As consumers increasingly gravitate to digital platforms and mobile for their insurance needs, carriers will face new fraud challenges, predicted iovation, a TransUnion company, which works with P&C and life insurers.

One major challenge is application fraud, where fraudsters create accounts using someone else’s personal information, fake details or a mix of the two. For example, they may alter or falsify application information to reduce their premiums or open insurance policies for fictitious beneficiaries in the case of a life insurance application. Attempted online fraud of this type was up 516% among iovation customers from 2015 to 2018.

In Canada, getting a handle on how much fraud costs the industry has been difficult.
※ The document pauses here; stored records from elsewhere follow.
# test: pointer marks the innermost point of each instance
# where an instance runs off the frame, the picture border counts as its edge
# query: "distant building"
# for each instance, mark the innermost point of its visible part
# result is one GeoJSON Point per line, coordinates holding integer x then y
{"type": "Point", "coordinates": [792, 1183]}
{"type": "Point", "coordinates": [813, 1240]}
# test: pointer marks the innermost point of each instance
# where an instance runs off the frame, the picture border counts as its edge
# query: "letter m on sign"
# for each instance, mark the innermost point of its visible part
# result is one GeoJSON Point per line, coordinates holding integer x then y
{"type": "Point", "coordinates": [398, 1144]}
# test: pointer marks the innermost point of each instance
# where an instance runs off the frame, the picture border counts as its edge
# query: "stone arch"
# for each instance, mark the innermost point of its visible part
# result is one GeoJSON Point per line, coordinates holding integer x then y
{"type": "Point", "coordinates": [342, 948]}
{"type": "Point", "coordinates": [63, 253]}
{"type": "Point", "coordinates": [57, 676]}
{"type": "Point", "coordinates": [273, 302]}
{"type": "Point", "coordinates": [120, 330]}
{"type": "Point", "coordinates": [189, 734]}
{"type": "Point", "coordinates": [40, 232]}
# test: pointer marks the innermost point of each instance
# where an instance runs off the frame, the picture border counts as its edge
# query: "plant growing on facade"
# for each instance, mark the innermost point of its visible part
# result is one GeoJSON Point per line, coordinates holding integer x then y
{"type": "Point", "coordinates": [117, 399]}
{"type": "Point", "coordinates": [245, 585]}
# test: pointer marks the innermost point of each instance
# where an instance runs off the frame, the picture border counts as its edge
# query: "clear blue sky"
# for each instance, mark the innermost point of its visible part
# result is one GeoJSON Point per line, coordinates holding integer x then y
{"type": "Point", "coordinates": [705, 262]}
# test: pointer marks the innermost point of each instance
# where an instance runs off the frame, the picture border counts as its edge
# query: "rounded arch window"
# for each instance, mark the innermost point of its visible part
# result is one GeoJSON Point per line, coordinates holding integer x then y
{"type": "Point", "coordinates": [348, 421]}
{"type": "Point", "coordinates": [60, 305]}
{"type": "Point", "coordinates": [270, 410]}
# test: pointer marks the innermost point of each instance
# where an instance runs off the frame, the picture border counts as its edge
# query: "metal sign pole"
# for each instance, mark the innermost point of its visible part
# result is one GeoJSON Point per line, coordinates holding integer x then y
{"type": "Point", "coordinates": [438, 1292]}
The industry estimates auto insurance fraud in Ontario costs carriers $1.6 billion a year, based on a 2012 KPMG report. For its part, Aviva Canada estimates auto fraud costs the industry $2 billion per year Canada-wide. There is no estimate for fraud in non-auto lines.

According to the U.S.-based Coalition Against Insurance Fraud, fraud accounts for 5-10% of claims costs for Canadian and American insurers, with some insurers estimating the total as high as 20% of claims costs. Across all lines of insurance in North America, the estimated cost is between US$80 billion and US$90 billion.

As transactions move online, so will the fraudsters, said Melissa Gaddis, iovation’s senior director of customer success. She noted, however, that online insurance offerings do make business processes more efficient and the consumer experience more convenient.

Besides application fraud challenges, TransUnion and iovation identified several other fraud challenges:

  • Ghost broking: Fraudsters purchase insurance with false details or create false documents that look like they are from a legitimate insurance carrier. They then resell the policy to an unsuspecting victim, who is not covered if an event occurs. This type of fraud is up 139% among iovation customers from 2015 to 2018.
  • Fraudulent claims: A claimant makes up or exaggerates a claim. Online, first-party claims fraud is when a person applies for money to pay a fictitious or exaggerated claim; this is up 271% among iovation customers from 2015 to 2018. Online, third-party claims fraud is when a person falsely claims to be a broker submitting a fictitious or exaggerated insurance claim on behalf of a client; that for of fraud is up by 63% among iovation customers from 2015 to 2018.
  • Bad debt: Insurers provide coverage for a period of time for which they do not receive payment, which might happen when the lack of payment is due to a bad cheque, stolen credit card, etc. Bad debt is a particularly major issue for auto insurance carriers, typically making up 1-2% of all personal auto premiums written.
  • Account takeover: This form of fraud, more prevalent with life insurance policies, occurs when someone not insured on a policy accesses it to either obtain sensitive information or dishonestly route an upcoming claims payment to themselves.
  • Contact centres: Fraudsters may gather data about policyholders by mining social media or the dark web. Subsequently, they combine high-pressure tactics with spoofing technology to socially engineer and take over policyholders’ accounts, or apply for new policies.